Siri, Alexa, Bixby and Google Home all allow people to use voice commands to quickly shop online, make phone calls, send messages, control smart home appliances, and access banking services. Because of these personal and security-critical commands, voice assistants are lucrative targets for attackers to exploit.
By identifying the differences between a live human voice and voice relayed through a speaker, a system developed by researchers at Data61 can detect when hackers are attempting to spoof.
Known as Void, the system compares the frequencies of human and loudspeaker relayed voice commands using signal processing techniques and parameter optimisation. This method can identify the ‘liveness’ of a voice, ultimately improving origin detection accuracy.
When tested using a benchmark dataset in detecting voice reply attacks, this novel approach saw 94 to 99 percent of all attacks successfully identified.
As the adoption of smart speakers in Australia grows, privacy-preserving technologies are becoming increasingly important in enhancing consumer privacy and security argues Muhammad Ejaz Ahmed, Cybersecurity Research Scientist at Data61 and lead author of the Void research paper.
"Voice spoofing attacks can be used to make purchases using a victim's credit card details, control Internet of Things connected devices like smart appliances and give hackers unsolicited access to personal consumer data such as financial information, home addresses and more," says Dr Ahmed.
"Although voice spoofing is known as one of the easiest attacks to perform as it simply involves a recording of the victim's voice, it is incredibly difficult to detect because the recorded voice has similar characteristics to the victim's live voice. Void is game-changing technology that allows for more efficient and accurate detection helping to prevent people's voice commands from being misused.”
Existing voice spoofing technology typically employs multiple complex deep learning models and thousands of features, resulting in delays and model complexity issues.

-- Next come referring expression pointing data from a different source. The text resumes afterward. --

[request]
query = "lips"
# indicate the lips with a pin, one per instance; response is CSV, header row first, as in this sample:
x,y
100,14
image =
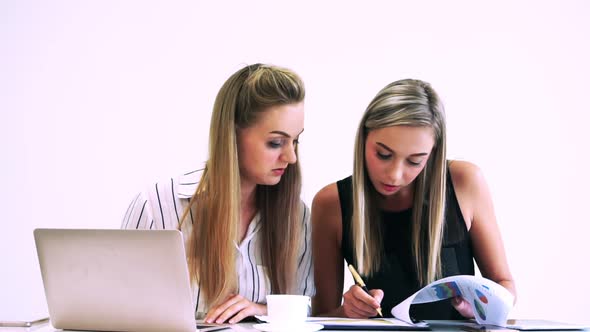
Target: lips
x,y
278,171
390,188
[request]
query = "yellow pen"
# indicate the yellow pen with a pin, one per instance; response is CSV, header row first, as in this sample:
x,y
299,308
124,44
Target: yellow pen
x,y
361,283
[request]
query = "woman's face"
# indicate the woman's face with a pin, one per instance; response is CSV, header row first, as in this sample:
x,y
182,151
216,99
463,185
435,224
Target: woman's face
x,y
395,156
268,147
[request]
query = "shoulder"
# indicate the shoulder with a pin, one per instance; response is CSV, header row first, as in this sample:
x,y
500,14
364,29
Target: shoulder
x,y
471,189
326,216
465,175
327,198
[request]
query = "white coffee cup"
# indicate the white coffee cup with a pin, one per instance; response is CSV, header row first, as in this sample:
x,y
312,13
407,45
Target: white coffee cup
x,y
287,309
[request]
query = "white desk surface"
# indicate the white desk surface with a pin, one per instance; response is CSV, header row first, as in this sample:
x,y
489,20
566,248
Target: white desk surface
x,y
248,327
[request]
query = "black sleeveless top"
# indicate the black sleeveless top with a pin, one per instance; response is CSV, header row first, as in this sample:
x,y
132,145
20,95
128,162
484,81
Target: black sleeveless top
x,y
397,275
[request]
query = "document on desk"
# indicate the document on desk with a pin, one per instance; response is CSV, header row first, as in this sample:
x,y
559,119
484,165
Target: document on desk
x,y
540,325
490,301
383,324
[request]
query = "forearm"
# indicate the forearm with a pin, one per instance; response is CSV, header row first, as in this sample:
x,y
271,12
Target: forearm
x,y
337,312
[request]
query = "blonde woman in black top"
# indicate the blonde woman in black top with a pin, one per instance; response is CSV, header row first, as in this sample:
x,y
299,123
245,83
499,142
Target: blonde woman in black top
x,y
406,216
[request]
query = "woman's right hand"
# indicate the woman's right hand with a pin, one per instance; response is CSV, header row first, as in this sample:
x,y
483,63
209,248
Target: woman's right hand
x,y
359,304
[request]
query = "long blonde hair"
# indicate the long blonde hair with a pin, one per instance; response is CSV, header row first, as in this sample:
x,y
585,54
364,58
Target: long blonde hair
x,y
402,103
215,206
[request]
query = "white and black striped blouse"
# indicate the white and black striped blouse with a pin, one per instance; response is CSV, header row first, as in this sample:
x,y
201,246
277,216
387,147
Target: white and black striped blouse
x,y
162,205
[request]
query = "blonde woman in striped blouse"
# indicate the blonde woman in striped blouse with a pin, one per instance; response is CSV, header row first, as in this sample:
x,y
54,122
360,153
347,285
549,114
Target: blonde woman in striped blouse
x,y
246,229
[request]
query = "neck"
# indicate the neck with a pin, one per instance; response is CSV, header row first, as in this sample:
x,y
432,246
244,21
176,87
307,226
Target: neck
x,y
400,201
247,206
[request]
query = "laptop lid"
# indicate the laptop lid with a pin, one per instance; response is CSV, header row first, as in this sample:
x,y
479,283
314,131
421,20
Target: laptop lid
x,y
115,280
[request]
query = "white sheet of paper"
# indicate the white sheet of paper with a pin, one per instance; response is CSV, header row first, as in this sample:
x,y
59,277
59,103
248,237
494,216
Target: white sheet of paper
x,y
490,301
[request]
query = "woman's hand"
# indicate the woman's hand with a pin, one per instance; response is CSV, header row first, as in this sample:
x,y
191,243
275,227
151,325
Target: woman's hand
x,y
462,306
359,304
233,310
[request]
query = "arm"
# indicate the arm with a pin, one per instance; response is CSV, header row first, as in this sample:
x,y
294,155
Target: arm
x,y
478,211
326,220
329,263
305,281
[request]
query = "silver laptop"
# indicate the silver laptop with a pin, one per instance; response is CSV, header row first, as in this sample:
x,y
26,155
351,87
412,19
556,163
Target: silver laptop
x,y
116,280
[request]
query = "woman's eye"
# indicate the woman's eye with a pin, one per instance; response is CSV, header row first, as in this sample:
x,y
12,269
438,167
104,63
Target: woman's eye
x,y
383,156
275,144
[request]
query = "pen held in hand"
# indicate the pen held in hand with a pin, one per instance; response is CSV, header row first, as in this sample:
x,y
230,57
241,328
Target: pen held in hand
x,y
359,281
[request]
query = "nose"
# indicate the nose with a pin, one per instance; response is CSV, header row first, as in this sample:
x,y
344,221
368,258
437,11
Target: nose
x,y
395,172
289,154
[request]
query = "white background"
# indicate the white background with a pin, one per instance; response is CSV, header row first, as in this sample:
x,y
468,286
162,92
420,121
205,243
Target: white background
x,y
99,98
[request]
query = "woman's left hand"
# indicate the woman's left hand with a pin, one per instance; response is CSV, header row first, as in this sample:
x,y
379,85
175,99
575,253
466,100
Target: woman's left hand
x,y
462,306
233,310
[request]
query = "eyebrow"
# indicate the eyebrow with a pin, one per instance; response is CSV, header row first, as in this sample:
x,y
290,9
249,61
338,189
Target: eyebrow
x,y
391,150
282,133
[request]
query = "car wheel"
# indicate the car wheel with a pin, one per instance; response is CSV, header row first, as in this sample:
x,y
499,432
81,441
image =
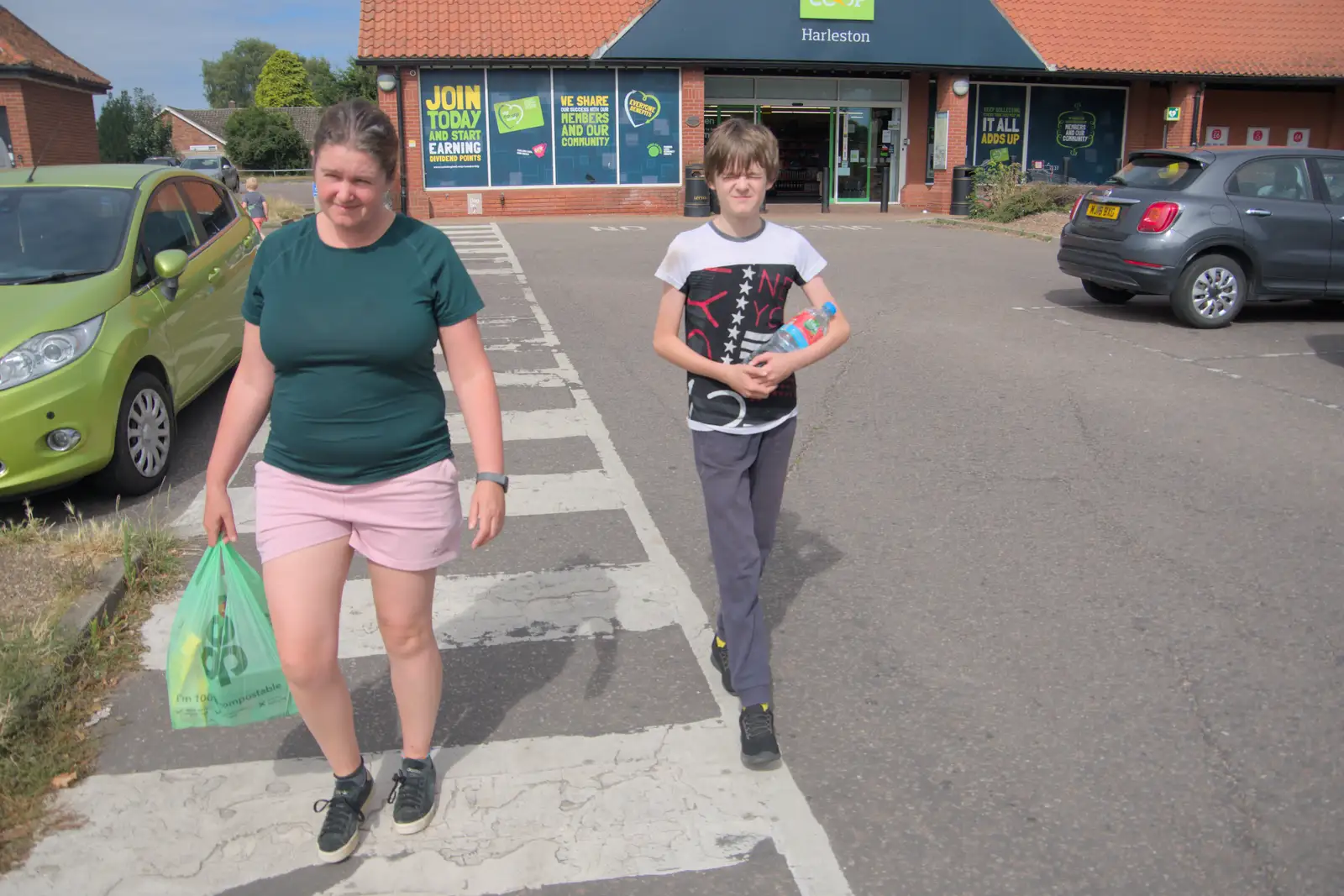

Void’s single classification model, spectrogram analysis and mere 97 features allow it to detect attacks eight times faster than deep learning methods while using 153 times less memory, making it a viable and lightweight solution for smart devices.
“Void requires only 2MB of memory space,” explains Dr Ahmed. “Because Void is so fast and lightweight, it reduces the computational burden of the server and can be implemented at device level.”
“With this type of on-device deployment, we even have the potential to use voice assistants without connecting to the internet.”